5. A Dislike of Math
It is of course possible, your child is struggling in math simply because they don’t like math. Although disliking math seems perverse, there is hope for these students too. Math is the tapestry of our universe. Every field of study in STEM relies most heavily on mathematics, and as far as the humanities go, mathematics can be found there too. Regardless of your child’s passion, math stands to enrich it. But, introducing intriguing and surprising math knowledge can also spark your child’s interest. In a room full of 23 people, what are the odds 2 share a birthday? Roughly 50%. How many times could you fold a piece of paper in half? Infinitely. How many great-great-great-great-great-great-great-great grandparents do you have? 1,024.

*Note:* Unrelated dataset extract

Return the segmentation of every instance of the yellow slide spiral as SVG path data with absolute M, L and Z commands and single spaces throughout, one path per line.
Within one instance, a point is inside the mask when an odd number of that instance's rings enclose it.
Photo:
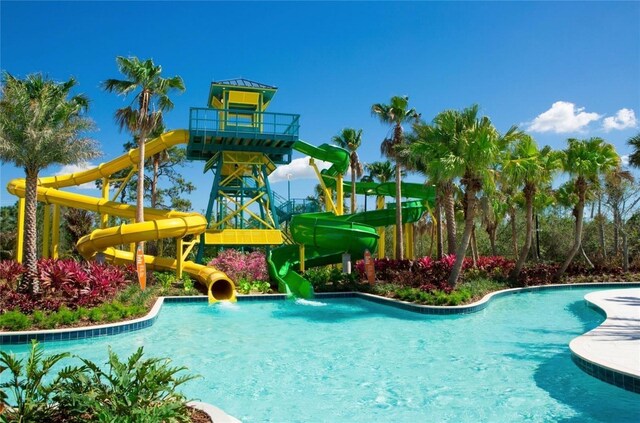
M 185 144 L 188 140 L 189 132 L 186 130 L 167 132 L 145 145 L 145 157 L 157 154 L 174 145 Z M 37 191 L 38 201 L 133 219 L 135 217 L 135 206 L 133 205 L 61 191 L 58 188 L 80 185 L 109 177 L 119 170 L 135 165 L 138 161 L 138 154 L 138 149 L 133 149 L 110 162 L 102 163 L 83 172 L 40 178 Z M 10 181 L 7 185 L 7 190 L 13 195 L 24 197 L 26 191 L 25 180 L 14 179 Z M 146 221 L 142 223 L 97 229 L 91 234 L 82 237 L 76 247 L 86 259 L 91 259 L 96 253 L 101 252 L 108 260 L 116 264 L 132 263 L 135 259 L 133 253 L 117 250 L 113 247 L 115 245 L 161 238 L 197 236 L 207 228 L 207 220 L 199 213 L 145 208 L 144 216 Z M 178 252 L 178 254 L 181 254 L 181 252 Z M 147 263 L 147 268 L 152 270 L 175 270 L 177 268 L 177 259 L 145 255 L 145 262 Z M 210 302 L 236 300 L 233 282 L 218 269 L 185 261 L 184 271 L 194 276 L 207 287 Z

We all have the ability to comprehend mathematics. I’d even argue that to understand it entirely, you need to spend time struggling in math first. Developing a positive outlook on mathematics can be as easy as removing one of the barriers of entry your child is being blocked-out by. The only thing left to do is set your sights on the obstacles keeping your child and mathematics apart (but check out our math tips too!) Which of these hang-ups has your child struggling in math class?